Last June, the U.S. Department of Transportation announced that as part of its efforts to improve road safety while still emboldening innovation, the National Highway Traffic Safety Administration (NHTSA) had released its initial round of data regarding car crashes involving vehicles with automated driving systems.
It turned out that one extremely popular electric vehicle with self-driving capability was involved in a much larger number of crashes than was known before.
The June report covered 10 months of data. It showed that using full self-driving features such as Tesla’s Autopilot, cars using advanced driver-assistance systems (ADAS) crashed 392 times, and 273 of those incidents involved Tesla cars. That’s nearly 70% of the incidents.
Tesla CEO Elon Musk.
A Criminal Investigation Is Underway
With this as background, it was understandable, but still a surprise, to find out the Department of Justice is investigating Tesla in a criminal probe.
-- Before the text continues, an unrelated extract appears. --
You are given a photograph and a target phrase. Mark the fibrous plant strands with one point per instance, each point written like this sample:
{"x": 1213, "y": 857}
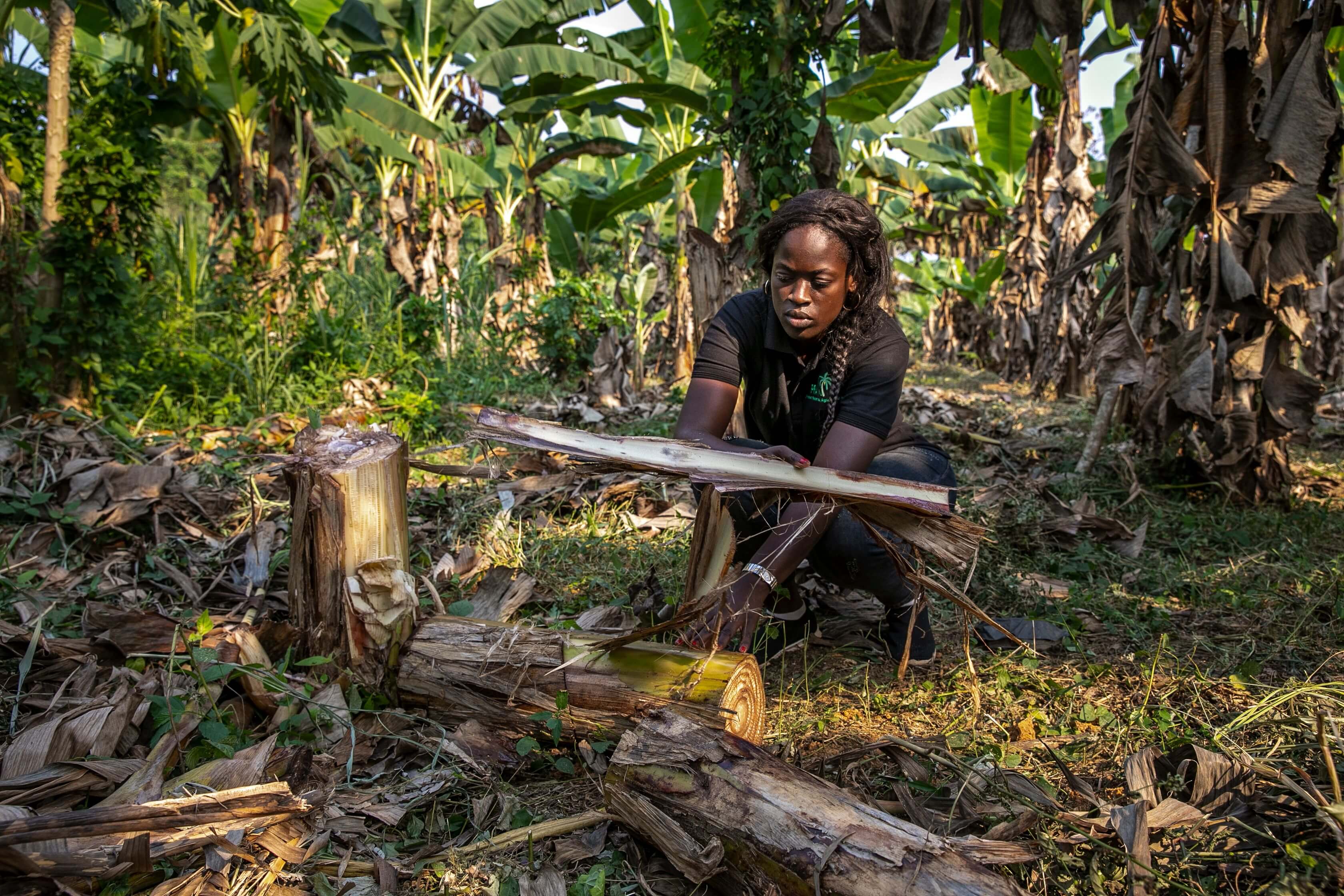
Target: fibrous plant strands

Federal and California safety regulators have investigations in progress regarding Autopilot and whether drivers using it develop a false sense of security, Reuters reports.
But this is a new and more serious development.
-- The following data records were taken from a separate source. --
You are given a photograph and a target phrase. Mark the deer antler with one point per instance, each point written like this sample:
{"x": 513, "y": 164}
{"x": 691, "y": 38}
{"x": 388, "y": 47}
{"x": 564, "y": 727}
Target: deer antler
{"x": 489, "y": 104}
“The Justice Department investigation potentially represents a more serious level of scrutiny,” Reuters writes, “because of the possibility of criminal charges against the company or individual executives, the people familiar with the inquiry said.”
The Justice Department investigation focuses on whether the company misled customers about the capabilities and safety of the self-driving feature.
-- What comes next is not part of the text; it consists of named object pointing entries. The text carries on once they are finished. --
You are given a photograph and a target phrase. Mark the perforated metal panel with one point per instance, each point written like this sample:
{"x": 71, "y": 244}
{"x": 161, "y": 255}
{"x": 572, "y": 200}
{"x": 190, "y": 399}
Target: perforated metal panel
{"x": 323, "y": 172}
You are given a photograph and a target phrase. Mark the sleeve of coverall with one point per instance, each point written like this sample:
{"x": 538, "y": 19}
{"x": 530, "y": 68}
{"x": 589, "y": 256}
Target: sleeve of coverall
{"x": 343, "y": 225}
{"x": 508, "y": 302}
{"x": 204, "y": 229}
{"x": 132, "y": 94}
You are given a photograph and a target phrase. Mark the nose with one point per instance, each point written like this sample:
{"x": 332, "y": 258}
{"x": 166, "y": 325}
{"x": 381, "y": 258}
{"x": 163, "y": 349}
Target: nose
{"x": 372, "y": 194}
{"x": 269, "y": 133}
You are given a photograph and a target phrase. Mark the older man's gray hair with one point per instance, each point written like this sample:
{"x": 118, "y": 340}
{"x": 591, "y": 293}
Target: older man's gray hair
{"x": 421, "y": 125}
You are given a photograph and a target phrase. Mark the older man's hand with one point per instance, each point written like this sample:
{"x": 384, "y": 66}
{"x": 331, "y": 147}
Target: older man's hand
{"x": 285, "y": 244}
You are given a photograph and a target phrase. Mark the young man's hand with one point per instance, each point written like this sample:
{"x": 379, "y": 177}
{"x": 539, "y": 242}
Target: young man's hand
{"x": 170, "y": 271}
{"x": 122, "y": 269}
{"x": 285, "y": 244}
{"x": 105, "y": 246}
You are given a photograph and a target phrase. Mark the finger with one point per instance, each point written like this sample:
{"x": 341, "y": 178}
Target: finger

“Officials conducting their inquiry could ultimately pursue criminal charges, seek civil sanctions or close the probe without taking any action,” Reuters writes it was told.
It could be difficult to bring any sort of case against Tesla about exaggerated claims for the simple reason that it emphasizes in its own materials that the cars are not yet capable of fully self-driving.
“Autopilot, Enhanced Autopilot and Full Self-Driving Capability are intended for use with a fully attentive driver, who has their hands on the wheel and is prepared to take over at any moment,” the Tesla Website says. “While these features are designed to become more capable over time, the currently enabled features do not make the vehicle autonomous.”
On its investor call Oct. 19, Tesla CEO Elon Musk said the cars were close to being completely self-drivable, but even he tempered expectations about when. “We’re not saying that that’s quite ready to have no one behind the wheel,” he said.